The news was revealed at Mobile World Congress in Barcelona. The two companies are currently in pilot-phase for an opt-in service that will enable card transactions for users only when they have their mobile device switched on in a specific geolocation abroad. This service aims to reduce consumers’ frustrations associated with having their payment cards used without their knowledge or having their own transactions unnecessarily declined when trying to make purchases in another country. Financial institutions will also have an additional tool that will help them make more effective decisions when approving or declining a transaction on behalf of their customers.

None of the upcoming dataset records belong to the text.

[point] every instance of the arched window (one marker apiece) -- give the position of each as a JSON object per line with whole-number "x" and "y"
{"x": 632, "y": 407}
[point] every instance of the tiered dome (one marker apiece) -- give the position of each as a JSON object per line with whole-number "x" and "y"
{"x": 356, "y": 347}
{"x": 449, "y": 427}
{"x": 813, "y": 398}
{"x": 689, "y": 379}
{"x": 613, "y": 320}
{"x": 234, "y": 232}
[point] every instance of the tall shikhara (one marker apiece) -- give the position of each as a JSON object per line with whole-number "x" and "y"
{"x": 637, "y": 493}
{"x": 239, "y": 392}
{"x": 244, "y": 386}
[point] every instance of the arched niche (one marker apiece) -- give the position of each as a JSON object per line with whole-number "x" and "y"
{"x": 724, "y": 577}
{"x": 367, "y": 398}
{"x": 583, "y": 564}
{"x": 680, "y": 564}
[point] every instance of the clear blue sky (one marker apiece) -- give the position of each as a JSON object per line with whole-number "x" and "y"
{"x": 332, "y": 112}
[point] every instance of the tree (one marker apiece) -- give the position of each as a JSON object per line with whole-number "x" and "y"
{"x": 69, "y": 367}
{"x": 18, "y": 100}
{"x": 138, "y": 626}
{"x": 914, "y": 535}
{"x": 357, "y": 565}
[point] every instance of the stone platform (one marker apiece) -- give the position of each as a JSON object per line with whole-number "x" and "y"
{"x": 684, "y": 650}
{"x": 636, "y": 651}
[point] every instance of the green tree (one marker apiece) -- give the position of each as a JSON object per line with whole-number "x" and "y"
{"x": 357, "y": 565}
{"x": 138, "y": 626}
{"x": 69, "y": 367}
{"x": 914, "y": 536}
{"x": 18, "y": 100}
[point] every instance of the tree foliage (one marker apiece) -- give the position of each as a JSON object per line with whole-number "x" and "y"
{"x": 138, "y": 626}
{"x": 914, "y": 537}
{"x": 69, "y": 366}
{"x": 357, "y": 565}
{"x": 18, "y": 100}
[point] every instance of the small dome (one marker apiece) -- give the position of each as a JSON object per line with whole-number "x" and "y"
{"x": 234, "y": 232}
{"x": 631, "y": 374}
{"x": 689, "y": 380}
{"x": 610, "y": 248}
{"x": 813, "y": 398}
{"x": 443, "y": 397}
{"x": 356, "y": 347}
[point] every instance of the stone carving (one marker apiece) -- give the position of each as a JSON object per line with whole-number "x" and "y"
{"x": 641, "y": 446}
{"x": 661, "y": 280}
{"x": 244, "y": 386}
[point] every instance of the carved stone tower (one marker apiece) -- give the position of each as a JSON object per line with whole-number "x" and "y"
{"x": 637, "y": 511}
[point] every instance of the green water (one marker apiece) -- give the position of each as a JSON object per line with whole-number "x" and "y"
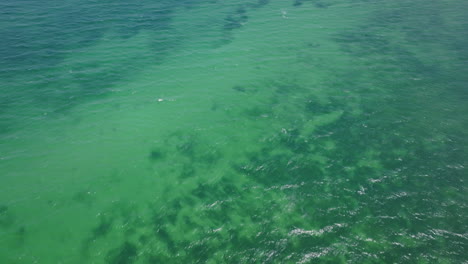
{"x": 306, "y": 131}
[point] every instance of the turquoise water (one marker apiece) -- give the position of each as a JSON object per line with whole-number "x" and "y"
{"x": 209, "y": 131}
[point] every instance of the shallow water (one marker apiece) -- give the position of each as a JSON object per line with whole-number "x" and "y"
{"x": 306, "y": 131}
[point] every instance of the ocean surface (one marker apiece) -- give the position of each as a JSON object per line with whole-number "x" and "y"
{"x": 233, "y": 131}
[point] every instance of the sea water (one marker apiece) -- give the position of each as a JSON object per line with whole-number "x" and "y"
{"x": 240, "y": 131}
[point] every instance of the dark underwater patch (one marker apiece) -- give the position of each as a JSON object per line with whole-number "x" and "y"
{"x": 127, "y": 253}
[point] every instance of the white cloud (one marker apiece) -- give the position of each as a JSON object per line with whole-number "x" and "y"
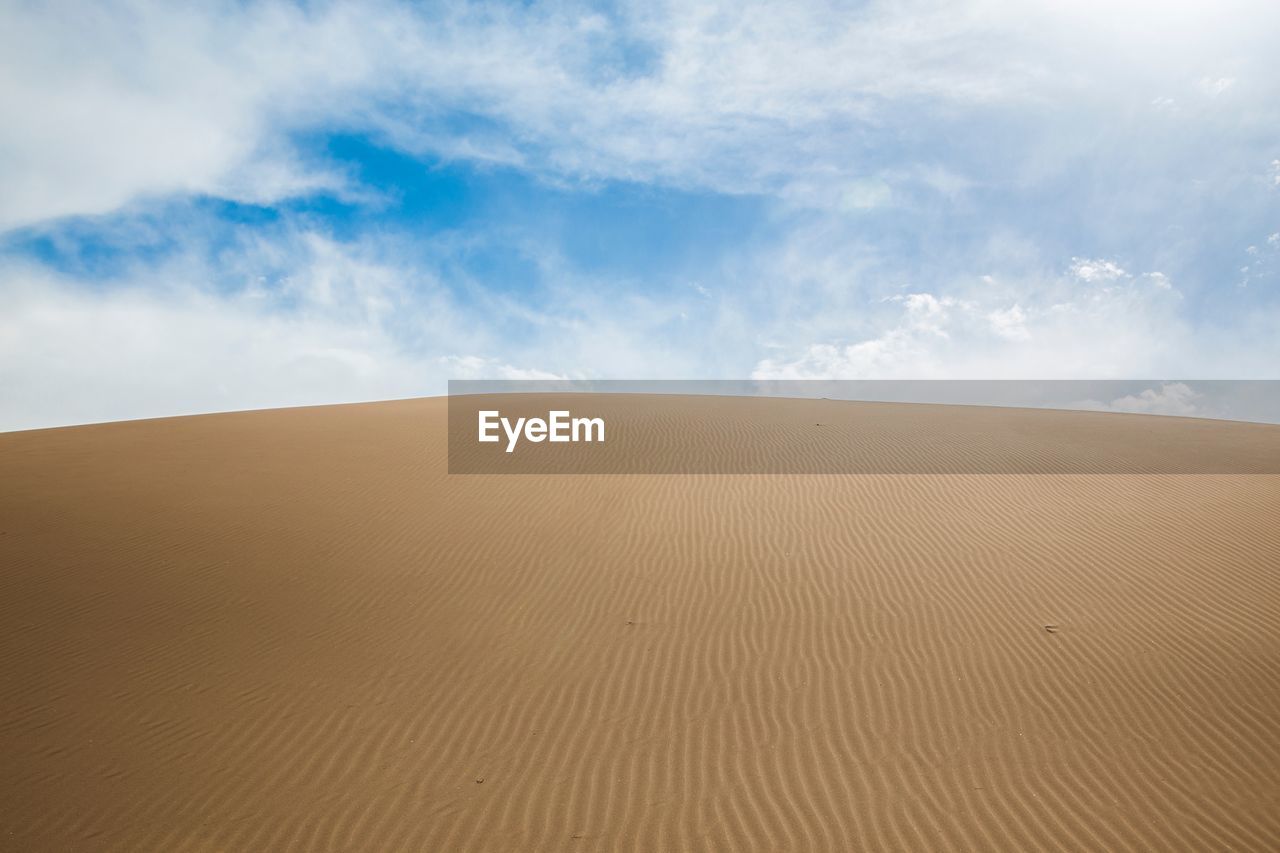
{"x": 1096, "y": 270}
{"x": 106, "y": 104}
{"x": 1169, "y": 398}
{"x": 1111, "y": 327}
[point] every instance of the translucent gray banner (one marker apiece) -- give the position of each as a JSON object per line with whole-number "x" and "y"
{"x": 864, "y": 427}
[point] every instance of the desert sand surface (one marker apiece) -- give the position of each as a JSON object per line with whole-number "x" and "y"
{"x": 295, "y": 629}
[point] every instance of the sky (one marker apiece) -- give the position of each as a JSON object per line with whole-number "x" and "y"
{"x": 236, "y": 205}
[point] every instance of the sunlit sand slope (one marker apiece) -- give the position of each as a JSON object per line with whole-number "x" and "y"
{"x": 293, "y": 630}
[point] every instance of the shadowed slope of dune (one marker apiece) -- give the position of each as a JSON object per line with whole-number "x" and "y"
{"x": 292, "y": 629}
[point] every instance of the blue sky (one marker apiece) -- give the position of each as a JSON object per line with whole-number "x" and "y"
{"x": 264, "y": 204}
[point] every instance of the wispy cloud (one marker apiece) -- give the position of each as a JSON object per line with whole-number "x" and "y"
{"x": 991, "y": 187}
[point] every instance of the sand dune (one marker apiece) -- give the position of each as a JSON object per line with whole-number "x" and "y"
{"x": 295, "y": 630}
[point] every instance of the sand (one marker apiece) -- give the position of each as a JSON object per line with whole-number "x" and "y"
{"x": 293, "y": 630}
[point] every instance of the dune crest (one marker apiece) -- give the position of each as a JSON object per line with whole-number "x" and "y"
{"x": 295, "y": 630}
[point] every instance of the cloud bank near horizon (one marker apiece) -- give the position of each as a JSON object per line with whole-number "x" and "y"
{"x": 263, "y": 204}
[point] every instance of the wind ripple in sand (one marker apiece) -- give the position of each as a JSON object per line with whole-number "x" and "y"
{"x": 292, "y": 629}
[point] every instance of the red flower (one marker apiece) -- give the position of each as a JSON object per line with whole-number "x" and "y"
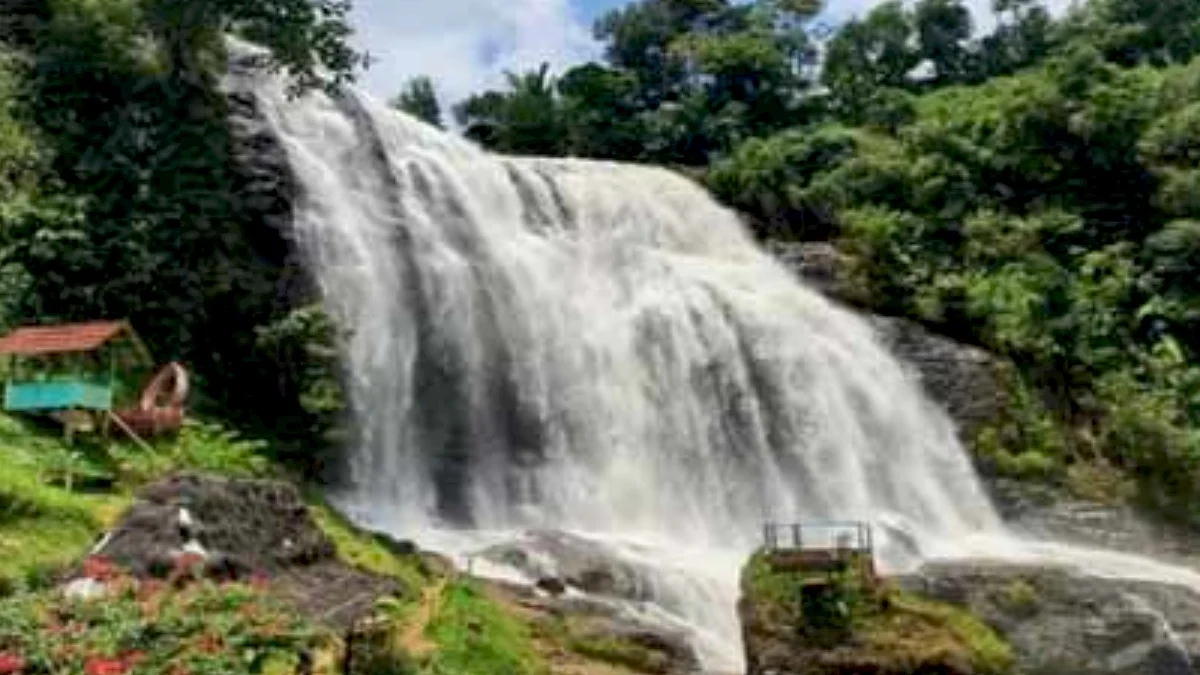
{"x": 95, "y": 665}
{"x": 11, "y": 663}
{"x": 100, "y": 568}
{"x": 210, "y": 644}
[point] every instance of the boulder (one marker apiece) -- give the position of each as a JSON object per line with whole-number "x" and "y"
{"x": 966, "y": 381}
{"x": 964, "y": 378}
{"x": 609, "y": 627}
{"x": 803, "y": 622}
{"x": 1061, "y": 621}
{"x": 238, "y": 530}
{"x": 579, "y": 562}
{"x": 241, "y": 525}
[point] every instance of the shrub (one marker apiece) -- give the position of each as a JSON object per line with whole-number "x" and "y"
{"x": 147, "y": 627}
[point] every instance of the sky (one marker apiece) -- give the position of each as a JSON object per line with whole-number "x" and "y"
{"x": 467, "y": 45}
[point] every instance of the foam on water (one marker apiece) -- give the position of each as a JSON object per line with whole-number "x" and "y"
{"x": 601, "y": 348}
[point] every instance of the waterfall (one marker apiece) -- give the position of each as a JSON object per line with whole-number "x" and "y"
{"x": 603, "y": 350}
{"x": 598, "y": 348}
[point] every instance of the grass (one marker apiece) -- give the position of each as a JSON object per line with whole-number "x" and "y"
{"x": 892, "y": 629}
{"x": 45, "y": 527}
{"x": 475, "y": 637}
{"x": 366, "y": 551}
{"x": 917, "y": 629}
{"x": 42, "y": 527}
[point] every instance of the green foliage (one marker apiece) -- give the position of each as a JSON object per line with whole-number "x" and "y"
{"x": 365, "y": 551}
{"x": 474, "y": 637}
{"x": 888, "y": 627}
{"x": 42, "y": 527}
{"x": 201, "y": 629}
{"x": 304, "y": 346}
{"x": 419, "y": 100}
{"x": 201, "y": 447}
{"x": 984, "y": 649}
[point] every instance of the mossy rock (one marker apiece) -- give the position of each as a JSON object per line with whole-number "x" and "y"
{"x": 887, "y": 631}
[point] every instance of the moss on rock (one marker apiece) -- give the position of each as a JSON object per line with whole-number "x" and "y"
{"x": 881, "y": 631}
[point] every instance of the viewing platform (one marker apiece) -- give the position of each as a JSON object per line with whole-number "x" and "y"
{"x": 819, "y": 550}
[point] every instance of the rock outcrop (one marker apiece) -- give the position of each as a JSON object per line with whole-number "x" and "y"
{"x": 1060, "y": 621}
{"x": 965, "y": 380}
{"x": 798, "y": 622}
{"x": 241, "y": 530}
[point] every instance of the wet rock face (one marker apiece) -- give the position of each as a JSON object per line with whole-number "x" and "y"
{"x": 1062, "y": 622}
{"x": 571, "y": 561}
{"x": 661, "y": 651}
{"x": 965, "y": 380}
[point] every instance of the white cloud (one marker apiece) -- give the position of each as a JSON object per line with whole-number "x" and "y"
{"x": 467, "y": 45}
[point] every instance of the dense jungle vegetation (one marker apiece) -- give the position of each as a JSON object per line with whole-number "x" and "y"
{"x": 1032, "y": 186}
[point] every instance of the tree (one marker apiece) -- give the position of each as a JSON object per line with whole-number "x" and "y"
{"x": 523, "y": 119}
{"x": 419, "y": 100}
{"x": 600, "y": 113}
{"x": 639, "y": 39}
{"x": 310, "y": 39}
{"x": 1024, "y": 35}
{"x": 1157, "y": 31}
{"x": 868, "y": 57}
{"x": 945, "y": 28}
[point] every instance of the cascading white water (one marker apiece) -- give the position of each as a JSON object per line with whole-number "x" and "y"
{"x": 603, "y": 350}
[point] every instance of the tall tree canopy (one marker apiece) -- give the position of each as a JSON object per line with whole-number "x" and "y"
{"x": 419, "y": 100}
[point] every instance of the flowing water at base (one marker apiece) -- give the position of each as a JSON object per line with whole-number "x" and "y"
{"x": 603, "y": 350}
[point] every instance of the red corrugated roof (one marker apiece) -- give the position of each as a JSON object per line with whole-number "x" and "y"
{"x": 60, "y": 339}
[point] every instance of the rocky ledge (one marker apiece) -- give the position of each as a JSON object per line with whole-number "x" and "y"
{"x": 1060, "y": 621}
{"x": 797, "y": 622}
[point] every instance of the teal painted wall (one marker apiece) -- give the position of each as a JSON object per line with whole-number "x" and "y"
{"x": 60, "y": 394}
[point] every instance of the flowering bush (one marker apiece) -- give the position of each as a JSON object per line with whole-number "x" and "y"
{"x": 153, "y": 627}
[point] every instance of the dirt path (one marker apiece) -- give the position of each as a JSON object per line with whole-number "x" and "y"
{"x": 414, "y": 639}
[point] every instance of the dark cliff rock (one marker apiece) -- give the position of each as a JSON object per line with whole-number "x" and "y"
{"x": 1060, "y": 621}
{"x": 967, "y": 381}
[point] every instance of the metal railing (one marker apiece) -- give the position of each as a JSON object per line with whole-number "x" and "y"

In addition, mobile users could also have a choice of prepaid data packages that they can purchase directly from their phones when they arrive in their destination country. This may perhaps be the unsung story of the news, as even MasterCard admits that over 70 percent of international travelers flip their data to "off" when landing in order to sidestep obscene roaming rates.
Unfortunately, there isn't any news beyond the testing phase as to when this may hit the mainstream, but if it helps overseas data become cheaper, we're all for it.